The Cheng is worth 6.400 points. It consists of jumping onto the springboard, doing a half twist before pushing off the vault with your hands, then doing a flip with one and a half twists.
The pommel horse has long been known as the bane of the U.S. men's gymnastics team, and even the top gymnasts have trouble mastering the tricky, physics-defying routines it requires. The exception is Alex Naddour, a four-time national champion on the pommel horse who qualified in seventh place to the final. He's capable of a 7.0 total difficulty value for his routine, which is one of the top in the world.

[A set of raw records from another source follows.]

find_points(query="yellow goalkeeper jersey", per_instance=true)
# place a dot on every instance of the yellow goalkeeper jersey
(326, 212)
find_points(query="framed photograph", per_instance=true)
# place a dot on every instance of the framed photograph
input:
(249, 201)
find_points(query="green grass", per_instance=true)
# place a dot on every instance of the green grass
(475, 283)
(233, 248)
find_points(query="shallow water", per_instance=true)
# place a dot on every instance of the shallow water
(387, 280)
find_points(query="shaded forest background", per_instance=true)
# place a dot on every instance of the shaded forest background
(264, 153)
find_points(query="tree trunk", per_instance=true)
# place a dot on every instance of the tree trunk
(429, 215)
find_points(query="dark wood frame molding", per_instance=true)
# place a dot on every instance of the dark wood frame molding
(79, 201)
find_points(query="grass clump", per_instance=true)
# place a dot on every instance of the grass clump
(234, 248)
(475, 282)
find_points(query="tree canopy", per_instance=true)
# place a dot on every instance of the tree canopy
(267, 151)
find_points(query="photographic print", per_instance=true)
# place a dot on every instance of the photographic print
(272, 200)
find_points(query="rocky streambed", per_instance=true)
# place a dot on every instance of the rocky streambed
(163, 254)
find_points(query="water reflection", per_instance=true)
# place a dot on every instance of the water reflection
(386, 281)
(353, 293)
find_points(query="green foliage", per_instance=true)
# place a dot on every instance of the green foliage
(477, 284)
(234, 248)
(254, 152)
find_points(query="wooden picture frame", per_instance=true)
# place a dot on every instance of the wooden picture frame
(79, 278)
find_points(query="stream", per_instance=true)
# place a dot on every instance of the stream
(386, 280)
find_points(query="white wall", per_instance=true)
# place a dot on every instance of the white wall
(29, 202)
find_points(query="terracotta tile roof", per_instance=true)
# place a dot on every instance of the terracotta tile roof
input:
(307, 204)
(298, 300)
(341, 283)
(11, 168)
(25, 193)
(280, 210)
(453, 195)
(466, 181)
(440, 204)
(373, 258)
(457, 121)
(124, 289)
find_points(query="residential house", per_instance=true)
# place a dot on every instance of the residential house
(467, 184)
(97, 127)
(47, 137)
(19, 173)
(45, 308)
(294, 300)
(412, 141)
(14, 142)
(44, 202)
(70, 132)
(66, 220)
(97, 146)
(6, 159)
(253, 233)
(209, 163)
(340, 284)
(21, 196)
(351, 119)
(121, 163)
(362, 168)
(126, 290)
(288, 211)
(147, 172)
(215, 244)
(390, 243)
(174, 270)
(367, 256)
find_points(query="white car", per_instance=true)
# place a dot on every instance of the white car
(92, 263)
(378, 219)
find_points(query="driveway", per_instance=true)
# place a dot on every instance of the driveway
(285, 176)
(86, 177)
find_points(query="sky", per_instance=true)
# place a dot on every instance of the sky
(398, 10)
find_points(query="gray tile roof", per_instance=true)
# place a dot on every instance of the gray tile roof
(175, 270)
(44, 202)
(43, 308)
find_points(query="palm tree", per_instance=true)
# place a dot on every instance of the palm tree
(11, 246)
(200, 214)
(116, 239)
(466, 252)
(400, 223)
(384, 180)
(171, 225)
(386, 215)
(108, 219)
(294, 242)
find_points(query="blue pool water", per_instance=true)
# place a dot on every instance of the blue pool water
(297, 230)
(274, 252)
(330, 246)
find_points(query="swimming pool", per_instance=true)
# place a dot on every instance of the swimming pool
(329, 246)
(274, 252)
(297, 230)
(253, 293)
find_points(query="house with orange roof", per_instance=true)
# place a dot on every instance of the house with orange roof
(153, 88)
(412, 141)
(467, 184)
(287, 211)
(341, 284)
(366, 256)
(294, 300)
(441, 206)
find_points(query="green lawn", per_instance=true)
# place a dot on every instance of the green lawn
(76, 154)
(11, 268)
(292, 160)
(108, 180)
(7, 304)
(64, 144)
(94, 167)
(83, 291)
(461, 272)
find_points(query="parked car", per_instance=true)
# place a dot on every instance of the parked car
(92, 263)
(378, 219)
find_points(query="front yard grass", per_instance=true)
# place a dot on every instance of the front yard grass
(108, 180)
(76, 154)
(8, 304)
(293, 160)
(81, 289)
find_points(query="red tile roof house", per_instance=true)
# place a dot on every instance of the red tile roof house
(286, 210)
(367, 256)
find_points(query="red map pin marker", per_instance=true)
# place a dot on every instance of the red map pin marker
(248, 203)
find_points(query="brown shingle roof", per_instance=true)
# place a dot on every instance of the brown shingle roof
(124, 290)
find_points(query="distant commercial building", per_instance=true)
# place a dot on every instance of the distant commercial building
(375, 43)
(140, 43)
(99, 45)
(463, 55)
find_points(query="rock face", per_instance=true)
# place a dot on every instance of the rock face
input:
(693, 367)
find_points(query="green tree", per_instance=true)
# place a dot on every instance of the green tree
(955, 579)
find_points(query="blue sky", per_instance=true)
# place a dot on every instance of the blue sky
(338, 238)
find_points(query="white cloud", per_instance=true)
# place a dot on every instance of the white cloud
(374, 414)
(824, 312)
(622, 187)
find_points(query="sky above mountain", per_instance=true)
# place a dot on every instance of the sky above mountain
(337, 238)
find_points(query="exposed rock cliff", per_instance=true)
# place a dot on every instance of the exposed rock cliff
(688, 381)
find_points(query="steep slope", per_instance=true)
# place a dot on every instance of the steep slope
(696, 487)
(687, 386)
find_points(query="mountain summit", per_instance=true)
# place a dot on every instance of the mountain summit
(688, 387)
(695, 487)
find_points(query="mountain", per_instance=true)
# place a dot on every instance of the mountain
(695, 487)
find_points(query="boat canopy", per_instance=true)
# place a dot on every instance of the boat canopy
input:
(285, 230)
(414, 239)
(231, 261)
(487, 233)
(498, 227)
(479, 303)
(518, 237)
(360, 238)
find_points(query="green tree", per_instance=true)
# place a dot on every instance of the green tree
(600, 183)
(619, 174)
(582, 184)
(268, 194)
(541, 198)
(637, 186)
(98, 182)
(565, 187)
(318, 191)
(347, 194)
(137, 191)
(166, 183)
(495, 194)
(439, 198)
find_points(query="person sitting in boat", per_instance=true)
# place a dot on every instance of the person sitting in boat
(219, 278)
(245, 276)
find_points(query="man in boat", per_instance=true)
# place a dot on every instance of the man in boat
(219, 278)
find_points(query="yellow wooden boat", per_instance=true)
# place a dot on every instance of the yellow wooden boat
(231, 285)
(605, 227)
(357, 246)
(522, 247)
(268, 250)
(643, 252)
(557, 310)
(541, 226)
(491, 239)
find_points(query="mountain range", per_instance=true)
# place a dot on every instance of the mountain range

A U.S. gymnast hasn't won a pommel horse Olympic medal since Peter Vidmar and Tim Daggett in 1984.
Naddour will face off against all three medalists from the 2015 World Championships: Great Britain's Max Whitlock and Louis Smith and Armenia's Harutyun Merdinyan. Smith won bronze at the 2008 Olympics, the first Olympic medal in 80 years for a British gymnast, and silver at the 2012 Olympics in the pommel horse. He came out of retirement in 2014 in part because he hopes to claim Olympic gold.
His fiercest competition could come from Whitlock, who beat Smith's score by one-tenth in the qualifying round. Whitlock is the reigning world champion on pommel horse, and is riding high after winning an all-around bronze medal a few days ago. Smith hasn't competed since Monday's team final, where he slipped off the pommel horse in the final rotation and couldn't help push his team closer to the medal stand.
At the last world championships, four different gymnasts earned the exact same score in the uneven bars final. Since there are no tiebreakers at Worlds, four gymnasts shared the title of co-champion. Two of those women will be competing in Rio's uneven bars showdown: the U.S.' Madison Kocian and Russia's Daria Spiridonova. Kocian was the top qualifier to the final with a score of 15.866.
A tenth of a point behind her was teammate Gabby Douglas, the 2012 Olympic all-around champion who won team gold with both London's Fierce Five and Rio's Final Five. This will be Douglas' only opportunity to win an individual Olympic medal in Rio.
Russia's Aliya Mustafina is looking to defend the Olympic title on uneven bars she won in 2012. She had the highest difficulty score in qualifications and is known for being a fierce competitor who performs best when the stakes are highest.